Denmark
From WikiPharmaceutical
Denmark’s per capita consumption of pharmaceuticals is well below that of western European countries, Japan and the United States (measured as sales in ex-factory prices and including both prescription and non-prescription medicines and in the primary care and hospital sectors) (see Table 13). As a percentage of GDP (0.7%), pharmaceutical consumption in Denmark is lower than in any other western European country, Japan or the United States, where the average value is 1.3%. Special initiatives have also resulted in much lower use of antibiotics in Denmark than in other countries in the EU.
Price levels
As a result of general rises in the price of drugs in Denmark, resulting in some prices well above the European average, legislation passed in November 2000 introduced two temporary price ceilings. Prior to June 2001 pharmacy purchase prices could not exceed the price in force in November 2000 or the European average price (the average price of drugs in Austria, Belgium, Finland, France, Germany, Greece, Ireland, Italy, the Netherlands, Norway, Portugal, Spain, Sweden and the United Kingdom). For drugs that were not on the market in November 2000, the pharmacy purchase price could not exceed the price that was set when the product first appeared on the market. Although the temporary price ceilings are no longer in force, members of the Medicine Producers’ Organization have guaranteed that pharmaceutical prices will not rise beyond the European average price for 12 months from June 2001. Since November 2000 the definition of the European average price has changed slightly to include all countries in the EU and the European Economic Area (Norway, Iceland and Lichenstein) with the exception of Spain, Portugal, Greece and Luxembourg. Pharmaceutical companies are obliged to inform the Danish Medicines Agency of the price of individual drugs in the remaining countries every six months. Unfortunately no full price comparison has been made yet, but in the light of the initiatives mentioned above, it is expected that the price of drugs in Denmark will not, for the time being, exceed the European average price.

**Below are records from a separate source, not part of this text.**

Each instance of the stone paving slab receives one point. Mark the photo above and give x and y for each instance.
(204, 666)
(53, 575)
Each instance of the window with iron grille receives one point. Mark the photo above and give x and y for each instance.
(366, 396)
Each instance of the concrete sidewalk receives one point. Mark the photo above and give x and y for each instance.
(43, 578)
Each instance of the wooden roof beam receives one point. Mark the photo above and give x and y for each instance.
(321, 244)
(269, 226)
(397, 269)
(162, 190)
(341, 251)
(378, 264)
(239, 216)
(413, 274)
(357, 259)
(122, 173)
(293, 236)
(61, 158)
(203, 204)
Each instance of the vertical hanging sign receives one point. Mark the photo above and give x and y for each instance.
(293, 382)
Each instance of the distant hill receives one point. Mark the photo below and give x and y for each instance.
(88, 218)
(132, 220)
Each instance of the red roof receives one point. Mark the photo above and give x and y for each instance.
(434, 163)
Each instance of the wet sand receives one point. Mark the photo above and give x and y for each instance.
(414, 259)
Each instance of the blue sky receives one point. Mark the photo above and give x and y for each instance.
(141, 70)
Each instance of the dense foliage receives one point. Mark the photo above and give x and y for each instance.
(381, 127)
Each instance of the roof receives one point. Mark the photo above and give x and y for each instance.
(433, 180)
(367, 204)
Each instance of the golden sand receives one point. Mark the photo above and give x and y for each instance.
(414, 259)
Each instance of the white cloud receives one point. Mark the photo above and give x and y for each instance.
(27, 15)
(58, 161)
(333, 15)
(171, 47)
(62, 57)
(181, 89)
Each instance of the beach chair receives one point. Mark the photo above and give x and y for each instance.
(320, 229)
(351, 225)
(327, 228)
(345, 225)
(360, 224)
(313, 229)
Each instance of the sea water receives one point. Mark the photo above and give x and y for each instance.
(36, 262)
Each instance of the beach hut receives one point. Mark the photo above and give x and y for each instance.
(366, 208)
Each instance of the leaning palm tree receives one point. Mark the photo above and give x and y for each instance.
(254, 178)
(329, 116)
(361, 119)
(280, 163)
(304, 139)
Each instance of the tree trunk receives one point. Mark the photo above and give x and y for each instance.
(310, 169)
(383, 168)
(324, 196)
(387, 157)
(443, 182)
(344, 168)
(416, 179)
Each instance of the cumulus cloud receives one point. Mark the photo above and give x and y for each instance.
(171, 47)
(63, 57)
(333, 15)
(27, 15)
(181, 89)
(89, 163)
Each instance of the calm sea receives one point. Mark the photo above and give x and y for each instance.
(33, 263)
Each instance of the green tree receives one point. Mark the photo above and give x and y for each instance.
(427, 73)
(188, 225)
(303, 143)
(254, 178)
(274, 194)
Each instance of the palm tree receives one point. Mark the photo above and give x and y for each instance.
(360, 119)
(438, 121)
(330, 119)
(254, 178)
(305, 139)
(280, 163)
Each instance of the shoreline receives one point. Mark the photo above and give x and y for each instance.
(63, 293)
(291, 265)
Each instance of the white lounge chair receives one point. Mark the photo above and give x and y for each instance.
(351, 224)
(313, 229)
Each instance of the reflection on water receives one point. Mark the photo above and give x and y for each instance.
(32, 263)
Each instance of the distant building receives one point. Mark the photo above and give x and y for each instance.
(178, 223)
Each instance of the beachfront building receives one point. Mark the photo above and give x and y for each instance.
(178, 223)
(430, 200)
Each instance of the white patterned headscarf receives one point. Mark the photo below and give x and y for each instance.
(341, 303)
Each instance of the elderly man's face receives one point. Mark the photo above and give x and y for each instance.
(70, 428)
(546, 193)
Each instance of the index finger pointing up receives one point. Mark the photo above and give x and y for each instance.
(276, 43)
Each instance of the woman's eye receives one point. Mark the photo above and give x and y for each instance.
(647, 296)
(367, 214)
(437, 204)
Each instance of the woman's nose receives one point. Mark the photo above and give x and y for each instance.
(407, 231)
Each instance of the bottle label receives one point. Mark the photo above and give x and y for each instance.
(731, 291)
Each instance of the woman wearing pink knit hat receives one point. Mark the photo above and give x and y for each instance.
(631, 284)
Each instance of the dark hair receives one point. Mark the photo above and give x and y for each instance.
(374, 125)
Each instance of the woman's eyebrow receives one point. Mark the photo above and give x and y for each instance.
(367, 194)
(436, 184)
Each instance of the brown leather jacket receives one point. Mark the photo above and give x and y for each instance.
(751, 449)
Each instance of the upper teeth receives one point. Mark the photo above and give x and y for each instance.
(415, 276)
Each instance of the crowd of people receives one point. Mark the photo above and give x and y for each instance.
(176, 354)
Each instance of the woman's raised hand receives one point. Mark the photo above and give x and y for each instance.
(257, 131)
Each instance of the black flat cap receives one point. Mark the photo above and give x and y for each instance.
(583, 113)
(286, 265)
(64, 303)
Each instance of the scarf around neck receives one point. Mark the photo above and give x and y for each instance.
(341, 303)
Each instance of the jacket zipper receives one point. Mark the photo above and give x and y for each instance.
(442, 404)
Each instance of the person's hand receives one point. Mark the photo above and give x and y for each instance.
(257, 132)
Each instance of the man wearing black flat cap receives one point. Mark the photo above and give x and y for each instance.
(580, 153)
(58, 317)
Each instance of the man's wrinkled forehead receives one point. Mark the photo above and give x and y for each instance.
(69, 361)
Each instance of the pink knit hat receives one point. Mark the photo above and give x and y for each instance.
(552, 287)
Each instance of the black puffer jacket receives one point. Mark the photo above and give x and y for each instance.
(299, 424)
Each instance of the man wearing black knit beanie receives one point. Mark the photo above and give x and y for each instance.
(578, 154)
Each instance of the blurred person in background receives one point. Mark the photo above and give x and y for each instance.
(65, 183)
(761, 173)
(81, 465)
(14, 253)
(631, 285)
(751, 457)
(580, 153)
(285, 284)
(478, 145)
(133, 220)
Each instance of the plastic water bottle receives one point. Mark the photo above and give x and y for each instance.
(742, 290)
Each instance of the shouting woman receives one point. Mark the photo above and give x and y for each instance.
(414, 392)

Pharmaceutical expenditure
The steady rise in the level of pharmaceutical expenditure through the NHSS has focused political attention on the pharmaceutical market for many years, although this focus has intensified since the late 1980s. In spite of several initiatives to control this development, such as price freezes, price cuts, generic substitution and reference pricing, pharmaceutical expenditure continues to rise. However, a new reimbursement system launched in March 2000 aims to make public savings of up to 325 million DKr a year. The issue of liberalization has been subject to conflicting political interests and lobbying by strong interest groups in the pharmaceutical sector. With the exception of a minor liberalisation of the sale of non-prescription drugs from October 2001, there are no further plans to liberalise this sector. In 1999 pharmaceutical consumption in the hospital sector accounted for 18.8% of total pharmaceutical consumption. In the primary care sector pharmaceutical expenditure was financed by the NHSS (54.6%), patient copayments (40.1%) and municipalities (5.2%).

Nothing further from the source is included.